I did not implement resetting the the maximum stack usage, which would require a partial system restart and is much more involved. The current reset addition was very small.

CaveGuy

#5
thanks for the quick responce, close but no cigar :)


test.lsp
(println "sys-info " (setq a (sys-info)))
(reset 512)
(for (x 1 1000) (setq a (append (list x) a)))
(println "sys-info " (sys-info))

(exit)


:~# newlisp

newLISP v.10.6.2 64-bit on Linux IPv4/6 UTF-8 libffi, options: newlisp -h

> (load "test.lsp")

sys-info (448 576460752303423488 410 4 0 2048 0 6131 10602 1409)

sys-info (1456 512 411 3 0 2048 0 6131 10602 1409)



oops 1456 used with a max of 512 and no error, not even a blink ....


test2.lsp
(println "sys-info " (sys-info))
(setq a '())
(for (x 1 10000) (setq a (append (list x 1 2) a)))
(println "sys-info " (sys-info))
(exit)


~# newlisp -m1

newLISP v.10.6.2 64-bit on Linux IPv4/6 UTF-8 libffi, options: newlisp -h

> (load "test2.lsp")

sys-info (445 32768 409 3 0 2048 0 6421 10602 1409)

ERR: not enough memory



error as expected, when -m set from command line.
Bob the Caveguy aka Lord High Fixer.

Lutz

#6
try linking with test2.lsp, there is a minimum (somewhere less than 32768) preallocated, which will not be hit specifying 512  cells. Do 32768 in test2.lsp and try again. Memory gets allocated in bigger chunks and a  new allocation will not happen until a chunk used.

CaveGuy

#7
Thanks ..


test3.lsp
(println "sys-info " (sys-info))
(setq a '())
(reset 32768)
(println "sys-info " (sys-info))
(for (x 1 10000) (setq a (append (list x 1 2) a)))
(println "sys-info " (sys-info))
(exit)

~# newlisp -x test.lsp test3

~# ./test3

sys-info (489 576460752303423488 409 2 0 2048 0 6871 10602 1409)

sys-info (490 32768 410 2 0 2048 0 6871 10602 1409)

ERR: not enough memory



Great it works! my-bad the error was in my testing.



Any thoughts on passing in a new/modified arg-list and restarting with (reset arg-list).

Is would be like (reset true) only with a new arg-list substituted.



BTW: any previous lazyman's use of (reset 1) as a short cut for (reset true)

now should be something more cryptic like (reset (not nil)) so the heap size is not set to 1 :)
Bob the Caveguy aka Lord High Fixer.

protozen

#8
Cool, nice that we'll be able to set the cell memory, but the having access to the stack size would open up others options for dynamic constraints.

rrq

#9
A different take on this problem is to use the execve function to "morph" into a different executable, basically like exec-ing a different command line but without forking. A morph pre-amble is not overly complicated, e.g.:
(module "unix.lsp")
(import unix:library "execve")

(define (morph cmdlist envlist)
  (let ((argv (append cmdlist '(0))) (envp (append (or envlist '()) '(0))))
    (execve (first argv)
            (pack (dup "lu " (length argv)) argv)
            (pack (dup "lu " (length envp)) envp))))

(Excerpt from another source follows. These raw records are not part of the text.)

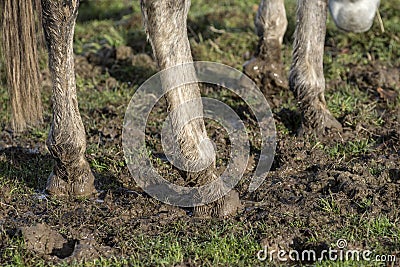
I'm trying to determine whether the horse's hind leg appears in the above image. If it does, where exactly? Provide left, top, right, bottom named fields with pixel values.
left=41, top=0, right=95, bottom=196
left=289, top=0, right=342, bottom=135
left=141, top=0, right=241, bottom=217
left=243, top=0, right=288, bottom=97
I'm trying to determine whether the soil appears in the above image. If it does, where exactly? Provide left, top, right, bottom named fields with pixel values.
left=0, top=40, right=399, bottom=265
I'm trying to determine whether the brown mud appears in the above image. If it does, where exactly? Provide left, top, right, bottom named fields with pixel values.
left=1, top=33, right=399, bottom=265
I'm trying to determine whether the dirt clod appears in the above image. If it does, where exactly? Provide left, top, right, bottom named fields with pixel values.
left=20, top=223, right=73, bottom=258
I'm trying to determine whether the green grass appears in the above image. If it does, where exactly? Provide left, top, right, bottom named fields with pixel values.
left=4, top=217, right=395, bottom=266
left=77, top=0, right=134, bottom=22
left=2, top=221, right=260, bottom=266
left=74, top=21, right=127, bottom=54
left=117, top=218, right=396, bottom=267
left=1, top=202, right=398, bottom=266
left=325, top=139, right=375, bottom=160
left=319, top=193, right=341, bottom=215
left=0, top=0, right=399, bottom=266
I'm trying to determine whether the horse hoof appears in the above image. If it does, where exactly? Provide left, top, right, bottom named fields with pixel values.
left=299, top=106, right=343, bottom=136
left=193, top=189, right=242, bottom=218
left=46, top=159, right=96, bottom=197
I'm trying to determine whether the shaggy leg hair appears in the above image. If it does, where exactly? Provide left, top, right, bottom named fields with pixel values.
left=141, top=0, right=241, bottom=217
left=289, top=0, right=342, bottom=134
left=243, top=0, right=288, bottom=96
left=41, top=0, right=95, bottom=196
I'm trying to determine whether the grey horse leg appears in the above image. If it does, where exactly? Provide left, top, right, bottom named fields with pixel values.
left=244, top=0, right=288, bottom=96
left=289, top=0, right=342, bottom=134
left=141, top=0, right=241, bottom=217
left=42, top=0, right=95, bottom=196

Note that it's crucial to pack the string arrays for execve in a way that ensures their perstence, which the above seems to do.



The following is a (subsequent) test of morphing by re-invoking this interpreter with new command line arguments, and a final "-e(X)" for the main activity
(when (!= (main-args -1) "-e(X)")
  (println "Before: " (sys-info))
  (let (p (or (real-path (main-args 0) true) (main-args 0)))
    (morph (extend (list p "-s8000" "-m20000") (1 (main-args)) '("-e(X)"))  '()))
  (println "comes to here only if morphing fails")
  (exit 0))

(define (X)
  (println "After: " (sys-info))
  (exit 0))

You may put those two code blocks into the one file, say morph.lsp, and also create an embedded executable, say morph, and run them:
newlisp -x morph.lsp morph
chmod a+x morph
newlisp morph.lsp
./morph


The morphing in this way re-executes the embedded interpreter with new command line arguments, like adding -s and -m arguments, etc., but requires that the main script activity is postponed to be invoked via a final -e, which also is used as flag for morphing or not. If you don't flag it, you may get an interesting morphing loop.



Maybe there could be a morph primitive (perhaps under a better name), although I have no idea whether it's portable enough for that.